El lado B de Güemes
En el límite de la frontera imaginaria que evidencia la brecha que todos conocemos y con frecuencia desatendemos, un árbol de moras blancas es nicho y -cada primavera- alimento de alguna bandada pasajera de loras. El árbol y la plaza han abrigado decenas de perros abandonados por la miseria humana, y personas abandonadas de igual modo.
Hay visitas golondrinas que se arrastran a paso lento y canto quebrado, como el abuelo a quién las moneditas se le cuelan entre los dedos por el Parkinson. Él solo espera un gesto afable que le demuestre que el mundo no lo olvidó, aunque casi siempre ignoran al rostro de las mil arrugas, levantándole un muro a la clemencia cada vez que le cierran la ventanilla a ese pedazo agónico de vida. En las esquinas se arremolinan cada vez más limpia-vidrios que como pirañas abaten los autos, porque cada luz roja presenta la oportunidad de ganarse el pan del día, y en los juegos de la plaza risas infantes que aún ignoran la voracidad de lo circundante.
Y la Chuli. Cómo le explicas cuando viene rota en llanto, si esa pila de chapas, escombros y cartones pesan menos que las ilusiones destruidas. Nadie le explicó cuando entraron a derrumbarle el nido y a pintarle los dedos, nadie le explicó nunca nada y la ayuda siempre llega tarde ¿Hemos llegado tarde? Cada temporal y cada invierno, los días son escaramuzas constantes y maltrechas que le siguen el paso, las noches se vuelven trincheras de guerra con la vida y la precariedad. Aunque no precisa dividir entre la oscuridad y lo diurno porque ni siquiera el tiempo no le pertenece.
La Chuli tiene un amor abollado de golpes y vida, tiene un amor en el que apenas cree pero en el cuál se abriga. Se solía percibir desde acá una lucecita intermitente y tenue que no hacía otra cosa que exaltar las penumbras y sombras que habitaban esa madriguera. Esa choza, incandescente, era abrigo y guarida: apenas acobijada bajo un techo de parches que se asimilaba a su piel curtida, lo he visto a él convertirse en pichón bajo su ala nodriza que repara todo lo que toca, menos a ella misma porque ya no se percibe, ni se ve, ni se siente.

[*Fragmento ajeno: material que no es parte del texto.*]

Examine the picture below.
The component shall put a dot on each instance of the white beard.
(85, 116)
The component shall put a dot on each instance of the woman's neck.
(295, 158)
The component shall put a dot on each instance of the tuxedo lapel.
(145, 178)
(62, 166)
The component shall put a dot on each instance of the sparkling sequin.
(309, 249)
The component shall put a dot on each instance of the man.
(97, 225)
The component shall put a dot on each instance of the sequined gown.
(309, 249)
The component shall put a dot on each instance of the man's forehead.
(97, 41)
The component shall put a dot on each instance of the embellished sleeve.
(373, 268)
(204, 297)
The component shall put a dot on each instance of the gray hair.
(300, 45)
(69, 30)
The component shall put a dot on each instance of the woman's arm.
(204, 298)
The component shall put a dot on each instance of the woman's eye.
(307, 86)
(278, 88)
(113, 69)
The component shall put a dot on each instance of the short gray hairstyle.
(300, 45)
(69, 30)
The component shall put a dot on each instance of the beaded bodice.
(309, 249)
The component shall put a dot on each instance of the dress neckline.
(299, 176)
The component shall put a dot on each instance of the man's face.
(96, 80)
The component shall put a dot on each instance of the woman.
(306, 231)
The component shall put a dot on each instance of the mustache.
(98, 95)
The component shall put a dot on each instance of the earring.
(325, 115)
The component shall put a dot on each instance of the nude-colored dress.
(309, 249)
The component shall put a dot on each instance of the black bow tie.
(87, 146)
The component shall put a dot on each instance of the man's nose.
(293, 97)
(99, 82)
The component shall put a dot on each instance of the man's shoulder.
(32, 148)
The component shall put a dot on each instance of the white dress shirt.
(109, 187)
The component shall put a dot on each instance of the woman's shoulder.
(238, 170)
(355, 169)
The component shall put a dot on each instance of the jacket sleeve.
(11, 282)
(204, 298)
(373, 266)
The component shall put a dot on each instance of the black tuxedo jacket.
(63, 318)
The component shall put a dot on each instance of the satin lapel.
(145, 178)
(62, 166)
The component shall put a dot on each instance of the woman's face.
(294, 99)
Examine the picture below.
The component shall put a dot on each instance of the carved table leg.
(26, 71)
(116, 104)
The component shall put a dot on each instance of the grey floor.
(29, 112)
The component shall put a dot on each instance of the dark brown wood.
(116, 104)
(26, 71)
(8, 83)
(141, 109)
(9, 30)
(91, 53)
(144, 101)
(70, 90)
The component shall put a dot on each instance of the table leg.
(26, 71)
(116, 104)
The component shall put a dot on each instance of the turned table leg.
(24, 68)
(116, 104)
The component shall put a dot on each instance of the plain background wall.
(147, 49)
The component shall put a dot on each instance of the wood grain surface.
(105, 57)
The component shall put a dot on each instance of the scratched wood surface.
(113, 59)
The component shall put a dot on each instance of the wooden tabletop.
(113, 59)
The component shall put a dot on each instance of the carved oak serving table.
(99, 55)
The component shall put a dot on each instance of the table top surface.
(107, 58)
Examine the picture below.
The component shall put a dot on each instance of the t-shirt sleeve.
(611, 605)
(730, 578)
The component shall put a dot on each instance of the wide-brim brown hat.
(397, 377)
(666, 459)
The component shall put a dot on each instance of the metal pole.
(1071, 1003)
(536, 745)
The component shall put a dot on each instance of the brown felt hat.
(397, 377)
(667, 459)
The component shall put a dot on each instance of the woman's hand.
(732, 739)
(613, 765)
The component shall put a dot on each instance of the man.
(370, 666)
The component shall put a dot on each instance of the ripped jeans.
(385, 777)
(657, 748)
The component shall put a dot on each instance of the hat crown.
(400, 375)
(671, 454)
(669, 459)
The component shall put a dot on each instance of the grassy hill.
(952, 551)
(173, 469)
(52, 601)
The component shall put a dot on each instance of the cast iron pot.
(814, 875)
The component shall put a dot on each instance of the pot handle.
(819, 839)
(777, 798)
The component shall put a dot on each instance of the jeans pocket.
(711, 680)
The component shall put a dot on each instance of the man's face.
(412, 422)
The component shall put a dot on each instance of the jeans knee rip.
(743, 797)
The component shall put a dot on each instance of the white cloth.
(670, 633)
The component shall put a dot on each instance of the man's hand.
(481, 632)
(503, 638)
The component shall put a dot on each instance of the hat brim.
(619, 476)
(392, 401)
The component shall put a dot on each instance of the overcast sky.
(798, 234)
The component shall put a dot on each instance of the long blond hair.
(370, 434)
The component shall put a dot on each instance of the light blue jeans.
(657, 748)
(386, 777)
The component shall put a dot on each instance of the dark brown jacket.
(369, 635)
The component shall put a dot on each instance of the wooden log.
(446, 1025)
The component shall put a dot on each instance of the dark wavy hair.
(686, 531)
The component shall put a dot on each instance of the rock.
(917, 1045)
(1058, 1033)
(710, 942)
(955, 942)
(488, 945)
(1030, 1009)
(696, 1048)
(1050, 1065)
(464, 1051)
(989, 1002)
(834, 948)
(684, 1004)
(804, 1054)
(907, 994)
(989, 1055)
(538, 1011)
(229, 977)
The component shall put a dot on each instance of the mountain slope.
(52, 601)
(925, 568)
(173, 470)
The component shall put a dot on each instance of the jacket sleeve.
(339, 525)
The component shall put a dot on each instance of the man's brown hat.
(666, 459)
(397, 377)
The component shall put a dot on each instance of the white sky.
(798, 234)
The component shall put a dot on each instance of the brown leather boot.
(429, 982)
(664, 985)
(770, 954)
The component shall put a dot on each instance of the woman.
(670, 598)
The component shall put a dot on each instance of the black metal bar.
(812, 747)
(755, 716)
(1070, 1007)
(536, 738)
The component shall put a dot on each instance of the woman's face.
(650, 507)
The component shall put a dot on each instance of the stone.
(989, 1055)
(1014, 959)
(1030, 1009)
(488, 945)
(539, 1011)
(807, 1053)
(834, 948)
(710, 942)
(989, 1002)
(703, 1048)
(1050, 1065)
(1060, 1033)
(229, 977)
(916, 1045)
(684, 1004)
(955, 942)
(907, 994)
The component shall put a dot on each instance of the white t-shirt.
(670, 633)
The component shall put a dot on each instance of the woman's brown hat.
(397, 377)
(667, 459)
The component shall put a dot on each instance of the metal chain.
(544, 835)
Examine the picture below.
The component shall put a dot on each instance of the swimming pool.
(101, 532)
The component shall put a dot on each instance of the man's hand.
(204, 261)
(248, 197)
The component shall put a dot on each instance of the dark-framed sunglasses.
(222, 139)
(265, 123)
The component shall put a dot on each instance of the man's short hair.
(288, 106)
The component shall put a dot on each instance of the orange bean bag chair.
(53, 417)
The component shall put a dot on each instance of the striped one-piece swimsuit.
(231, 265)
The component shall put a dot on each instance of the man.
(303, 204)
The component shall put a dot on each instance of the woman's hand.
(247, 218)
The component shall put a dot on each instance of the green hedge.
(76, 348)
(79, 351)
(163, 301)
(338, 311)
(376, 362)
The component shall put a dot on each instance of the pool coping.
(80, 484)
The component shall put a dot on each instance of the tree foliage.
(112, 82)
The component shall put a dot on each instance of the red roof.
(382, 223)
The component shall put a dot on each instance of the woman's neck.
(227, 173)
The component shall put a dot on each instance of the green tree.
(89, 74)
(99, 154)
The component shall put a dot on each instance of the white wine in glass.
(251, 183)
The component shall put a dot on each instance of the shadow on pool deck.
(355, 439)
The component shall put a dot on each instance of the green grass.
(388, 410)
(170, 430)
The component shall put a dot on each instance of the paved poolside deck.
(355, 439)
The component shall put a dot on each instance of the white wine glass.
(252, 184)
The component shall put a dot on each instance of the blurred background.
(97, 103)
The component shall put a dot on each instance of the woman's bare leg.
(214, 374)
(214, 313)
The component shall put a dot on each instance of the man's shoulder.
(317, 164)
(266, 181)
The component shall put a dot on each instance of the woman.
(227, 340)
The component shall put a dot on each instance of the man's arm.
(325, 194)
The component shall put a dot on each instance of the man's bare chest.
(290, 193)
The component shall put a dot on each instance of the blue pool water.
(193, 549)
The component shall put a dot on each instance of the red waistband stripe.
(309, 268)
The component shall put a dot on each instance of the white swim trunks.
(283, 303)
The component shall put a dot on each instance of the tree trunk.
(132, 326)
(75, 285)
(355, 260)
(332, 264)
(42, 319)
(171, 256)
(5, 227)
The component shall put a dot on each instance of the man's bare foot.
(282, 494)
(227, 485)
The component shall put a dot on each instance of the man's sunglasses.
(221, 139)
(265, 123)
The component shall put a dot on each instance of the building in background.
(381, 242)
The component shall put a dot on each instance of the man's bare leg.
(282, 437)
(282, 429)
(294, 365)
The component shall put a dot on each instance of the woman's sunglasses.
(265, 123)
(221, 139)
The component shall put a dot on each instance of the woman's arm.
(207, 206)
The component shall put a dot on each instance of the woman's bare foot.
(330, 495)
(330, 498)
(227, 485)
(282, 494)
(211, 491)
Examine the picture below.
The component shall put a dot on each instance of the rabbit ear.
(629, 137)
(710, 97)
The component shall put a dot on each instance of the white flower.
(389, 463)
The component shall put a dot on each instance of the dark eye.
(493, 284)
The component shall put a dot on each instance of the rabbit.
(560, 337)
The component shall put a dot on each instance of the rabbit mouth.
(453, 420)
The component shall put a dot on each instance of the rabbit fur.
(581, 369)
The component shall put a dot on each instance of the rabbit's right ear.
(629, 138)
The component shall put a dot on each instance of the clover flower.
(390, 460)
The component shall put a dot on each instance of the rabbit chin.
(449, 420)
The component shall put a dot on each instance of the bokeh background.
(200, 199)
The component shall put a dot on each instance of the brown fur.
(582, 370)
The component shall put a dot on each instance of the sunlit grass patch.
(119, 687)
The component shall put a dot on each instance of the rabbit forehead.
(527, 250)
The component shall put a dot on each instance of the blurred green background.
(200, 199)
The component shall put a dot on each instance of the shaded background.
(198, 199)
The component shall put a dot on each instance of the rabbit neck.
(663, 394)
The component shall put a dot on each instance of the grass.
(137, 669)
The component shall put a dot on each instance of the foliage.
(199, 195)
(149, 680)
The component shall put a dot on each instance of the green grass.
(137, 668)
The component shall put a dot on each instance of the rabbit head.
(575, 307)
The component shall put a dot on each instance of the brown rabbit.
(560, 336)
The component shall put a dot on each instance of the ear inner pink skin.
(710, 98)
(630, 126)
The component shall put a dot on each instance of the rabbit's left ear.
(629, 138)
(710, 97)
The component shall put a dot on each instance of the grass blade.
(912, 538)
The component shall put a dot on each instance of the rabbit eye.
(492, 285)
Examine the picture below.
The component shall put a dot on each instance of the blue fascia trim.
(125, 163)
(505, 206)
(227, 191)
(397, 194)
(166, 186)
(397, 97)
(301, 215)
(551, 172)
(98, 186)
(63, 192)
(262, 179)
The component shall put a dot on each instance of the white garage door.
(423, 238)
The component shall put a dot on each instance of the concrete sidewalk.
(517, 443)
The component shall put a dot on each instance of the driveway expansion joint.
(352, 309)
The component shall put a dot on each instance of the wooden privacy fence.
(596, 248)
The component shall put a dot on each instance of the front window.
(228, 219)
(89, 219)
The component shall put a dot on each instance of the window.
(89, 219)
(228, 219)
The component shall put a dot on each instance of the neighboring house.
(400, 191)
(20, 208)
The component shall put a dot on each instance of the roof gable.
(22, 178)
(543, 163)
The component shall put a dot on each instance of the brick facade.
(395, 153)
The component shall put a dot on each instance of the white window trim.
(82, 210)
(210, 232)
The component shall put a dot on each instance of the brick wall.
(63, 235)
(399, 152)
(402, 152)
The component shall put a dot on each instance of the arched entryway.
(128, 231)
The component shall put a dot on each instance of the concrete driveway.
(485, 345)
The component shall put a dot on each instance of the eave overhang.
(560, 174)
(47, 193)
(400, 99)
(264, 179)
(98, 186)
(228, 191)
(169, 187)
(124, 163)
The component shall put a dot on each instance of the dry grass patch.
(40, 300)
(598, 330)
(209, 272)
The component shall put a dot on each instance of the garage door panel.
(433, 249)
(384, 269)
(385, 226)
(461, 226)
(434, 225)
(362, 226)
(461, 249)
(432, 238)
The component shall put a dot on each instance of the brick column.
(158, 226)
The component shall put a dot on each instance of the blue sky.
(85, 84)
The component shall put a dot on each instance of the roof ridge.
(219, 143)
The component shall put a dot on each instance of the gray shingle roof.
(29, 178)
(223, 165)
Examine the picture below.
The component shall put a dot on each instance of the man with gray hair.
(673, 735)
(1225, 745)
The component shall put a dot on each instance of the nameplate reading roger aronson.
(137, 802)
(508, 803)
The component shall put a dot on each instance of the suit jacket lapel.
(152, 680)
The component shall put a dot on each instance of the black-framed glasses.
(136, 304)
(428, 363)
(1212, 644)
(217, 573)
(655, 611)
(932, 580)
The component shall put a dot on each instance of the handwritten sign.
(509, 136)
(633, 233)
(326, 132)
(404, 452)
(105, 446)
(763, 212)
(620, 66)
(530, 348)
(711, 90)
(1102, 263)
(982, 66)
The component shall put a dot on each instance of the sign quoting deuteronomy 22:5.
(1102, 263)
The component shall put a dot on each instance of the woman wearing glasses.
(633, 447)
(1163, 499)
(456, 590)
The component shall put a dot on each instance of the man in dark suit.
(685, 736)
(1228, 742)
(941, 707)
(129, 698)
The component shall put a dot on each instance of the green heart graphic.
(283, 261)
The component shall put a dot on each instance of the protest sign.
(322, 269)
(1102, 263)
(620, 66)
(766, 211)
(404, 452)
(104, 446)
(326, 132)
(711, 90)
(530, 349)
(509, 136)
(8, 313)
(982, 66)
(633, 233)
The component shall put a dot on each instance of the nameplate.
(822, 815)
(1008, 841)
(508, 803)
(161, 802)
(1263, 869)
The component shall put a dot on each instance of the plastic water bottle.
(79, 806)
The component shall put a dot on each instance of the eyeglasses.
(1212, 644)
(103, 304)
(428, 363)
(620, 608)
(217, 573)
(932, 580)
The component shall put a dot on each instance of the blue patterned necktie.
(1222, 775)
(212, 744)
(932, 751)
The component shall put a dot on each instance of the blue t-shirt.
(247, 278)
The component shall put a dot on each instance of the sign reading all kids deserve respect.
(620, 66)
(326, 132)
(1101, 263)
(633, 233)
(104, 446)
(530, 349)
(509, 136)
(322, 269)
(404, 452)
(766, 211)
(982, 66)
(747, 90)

La Chuli tiene los ojos vidriosos como dos canicas y los vestigios de su risa esconden una ansiedad constante, ella quisiera gritarle al mundo pero le avergüenza su voz. La conciencia como un campanario le retumba en la cabeza, a veces atormentándola por las consecuencias de las decisiones que no pudo elegir ni domar: porque la violencia de género engendra hijos sin estima, porque la adicción genera abstinencia al punto tal del auto flagelo. Pero también esos ecos sonoros le recuerdan el ritmo de los bailes donde fue feliz, le acompañan en los cánticos diarios que avivan el vecindario y le sirven de sustento para regalar pedacitos de música a otras almas en pena -como a la Juli, a quién la vida le entregó un cuerpo no deseado y como si fuese poco juega con ella a contra reloj, entonces se escuda en el alcohol para espantar a la muerte-.
Estar al pie del calicanto, es reivindicar y derrumbar con acciones pequeñas los estigmas heredados, bañados de exclusión y marginalidad. El lado B de Güemes, sigue siendo el museo de una historia reciente, la casa de los inmigrantes, epicentro cultural. El lado B de Güemes, me ha puesto ojos adultos en la mirada, y la Chuli nos regala la ternura endurecida pero latente de la ilusión infante.